By the same token, if “I’ll hurt you if you do” is a reason (which it unambiguously is, on Brandom’s account), so – by my lights – is the actual act of violence that this linguistic act threatens. Violence is communicative; if I ask “why can’t I?” and you draw back your fist – this is the offering of a reason (it is the same propositional content expressed by “I’ll hurt you if you do”). By the same token, if I ask “why can’t I?” and you simply punch me to the ground – this is also communicative – it clarifies the consequences of the action I was proposing, and in so doing offers a reason against this action.

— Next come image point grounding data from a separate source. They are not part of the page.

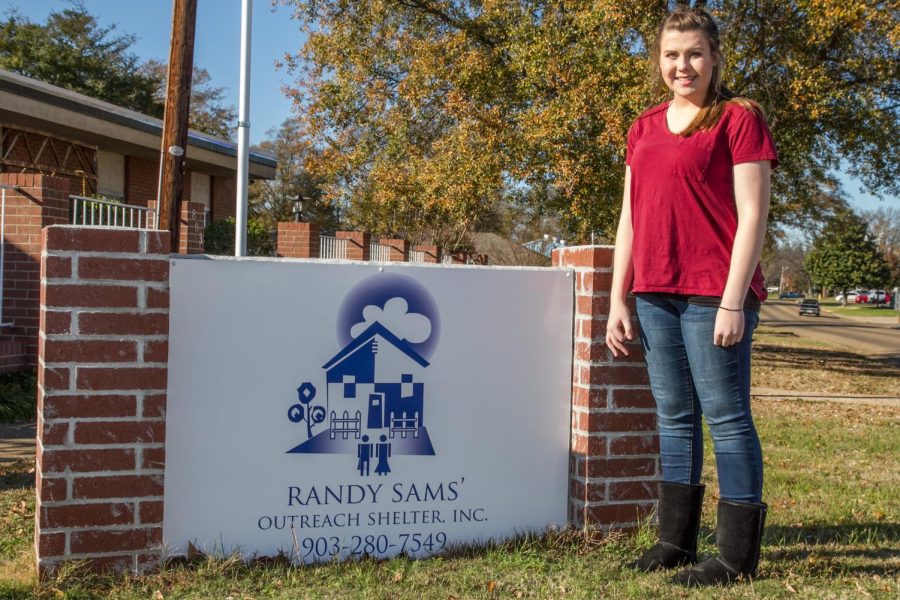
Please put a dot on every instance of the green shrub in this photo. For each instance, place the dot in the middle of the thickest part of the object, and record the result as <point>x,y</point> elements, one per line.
<point>18,395</point>
<point>219,238</point>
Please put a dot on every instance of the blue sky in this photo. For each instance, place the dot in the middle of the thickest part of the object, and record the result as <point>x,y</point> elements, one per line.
<point>217,46</point>
<point>217,49</point>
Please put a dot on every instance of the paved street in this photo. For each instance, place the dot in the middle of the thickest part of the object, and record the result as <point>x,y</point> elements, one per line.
<point>879,339</point>
<point>16,441</point>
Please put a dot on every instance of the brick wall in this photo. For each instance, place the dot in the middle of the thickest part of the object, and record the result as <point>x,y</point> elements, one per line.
<point>141,180</point>
<point>190,234</point>
<point>432,252</point>
<point>399,248</point>
<point>222,198</point>
<point>357,244</point>
<point>40,200</point>
<point>298,240</point>
<point>101,398</point>
<point>615,447</point>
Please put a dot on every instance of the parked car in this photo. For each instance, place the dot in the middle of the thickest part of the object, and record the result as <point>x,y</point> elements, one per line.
<point>879,297</point>
<point>809,307</point>
<point>852,296</point>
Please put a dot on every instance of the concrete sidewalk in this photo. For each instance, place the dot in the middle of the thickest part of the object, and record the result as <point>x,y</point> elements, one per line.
<point>16,441</point>
<point>774,394</point>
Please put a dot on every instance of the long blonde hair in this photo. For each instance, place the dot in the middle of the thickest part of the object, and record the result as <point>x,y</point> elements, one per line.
<point>717,96</point>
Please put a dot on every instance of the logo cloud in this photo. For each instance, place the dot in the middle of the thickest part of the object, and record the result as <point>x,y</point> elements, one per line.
<point>396,318</point>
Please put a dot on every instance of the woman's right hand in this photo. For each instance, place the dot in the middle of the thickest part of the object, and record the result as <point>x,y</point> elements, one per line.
<point>618,329</point>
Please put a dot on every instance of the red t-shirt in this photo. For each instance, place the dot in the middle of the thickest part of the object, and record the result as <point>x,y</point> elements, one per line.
<point>682,200</point>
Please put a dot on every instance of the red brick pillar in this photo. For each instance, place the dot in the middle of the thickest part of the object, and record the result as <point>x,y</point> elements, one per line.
<point>615,445</point>
<point>432,252</point>
<point>102,398</point>
<point>298,240</point>
<point>399,248</point>
<point>357,244</point>
<point>190,233</point>
<point>39,201</point>
<point>459,258</point>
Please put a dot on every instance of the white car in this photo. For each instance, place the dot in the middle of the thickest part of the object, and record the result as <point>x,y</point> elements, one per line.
<point>851,295</point>
<point>879,297</point>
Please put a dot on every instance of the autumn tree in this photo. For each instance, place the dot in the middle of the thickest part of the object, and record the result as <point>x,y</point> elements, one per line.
<point>210,112</point>
<point>271,201</point>
<point>843,256</point>
<point>884,228</point>
<point>429,112</point>
<point>71,50</point>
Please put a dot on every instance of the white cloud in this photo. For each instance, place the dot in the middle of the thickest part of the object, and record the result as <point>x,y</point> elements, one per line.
<point>396,318</point>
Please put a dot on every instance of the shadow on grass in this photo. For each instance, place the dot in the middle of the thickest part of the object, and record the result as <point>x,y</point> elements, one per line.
<point>855,533</point>
<point>834,360</point>
<point>17,476</point>
<point>853,549</point>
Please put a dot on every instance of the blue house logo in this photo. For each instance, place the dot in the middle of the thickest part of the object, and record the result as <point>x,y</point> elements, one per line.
<point>374,406</point>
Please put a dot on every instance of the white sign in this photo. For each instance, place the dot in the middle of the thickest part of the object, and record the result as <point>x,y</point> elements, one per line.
<point>321,409</point>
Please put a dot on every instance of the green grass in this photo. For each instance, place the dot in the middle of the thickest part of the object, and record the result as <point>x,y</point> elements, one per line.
<point>858,310</point>
<point>784,361</point>
<point>833,531</point>
<point>18,394</point>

I don’t regard this as a weakness of Brandom’s theory. Brandom is not committing us to the absolute dominance of force, by advocating for this vision. We do not have to accept the legitimacy of these reasons – we do not have to take them as good reasons. Indeed they are bad reasons – the worst. But if our acts of violence communicate in this way, we are still inhabiting the space of reasons; there is nothing formally irrational or irrationalist here, no matter how substantively irrational we may take these reasons to be.
I believe all this is a consequence of Brandom’s theoretical framework – but Brandom himself does not agree. These remarks take me back to my very first, uncomprehending post on Brandom, from – my goodness – July 2010. There I was puzzled by the discussion, in Making It Explicit‘s first chapter, of “beating people with sticks”, as an examplification of the kind of ‘naturalistic’ explanation that Brandom opposes. I now, I’m sure, have a much more nuanced sense of what Brandom means by ‘naturalism’ and ‘anti-naturalism’ (see this post) – but I remain perturbed by these passages. Indeed, more than perturbed. I’m now convinced that Brandom gets this wrong – something has gone wrong in Brandom’s comprehension of his own theory, in these early passages of Making It Explicit. More ‘diagnostically’, I think – Brandom’s commitment to rationalism, in a substantive sense, has led him to confuse that substantive sense with the much more formal definition of rationalism that his work elsewhere articulates and defends.
To be both ‘diagnostic’ and a little simplistic: Brandom wants reason, not force, to be the driver of human affairs. Brandom wants to rescue reason from the clutches of force. He wants to liberate a form of rationalism from the naturalistic, materialist, pragmatist, social-theoretic tradition whose insights he nevertheless does not wish to abandon. He succeeds in doing this, I am sure. But in these pages of Making It Explicit, Brandom’s desire is visible, in that his claims overreach the degree of ‘autonomy’ he can in fact grant reason. Brandom shows us some of the ways in which ‘the force of the better reason’ can emerge from the ugly, violent, contingent, banal, unredeemed world of everyday social practice. But Brandom cannot, as he here wishes, fully differentiate the administering of beatings from that social structure of reason. What differentiation we find here must take place ‘downstream’, in our own enacted and contingent politics. The rejection of force as warrant cannot be ‘baked in’ to our philosophy. We have to draw and reproduce this difference in practice.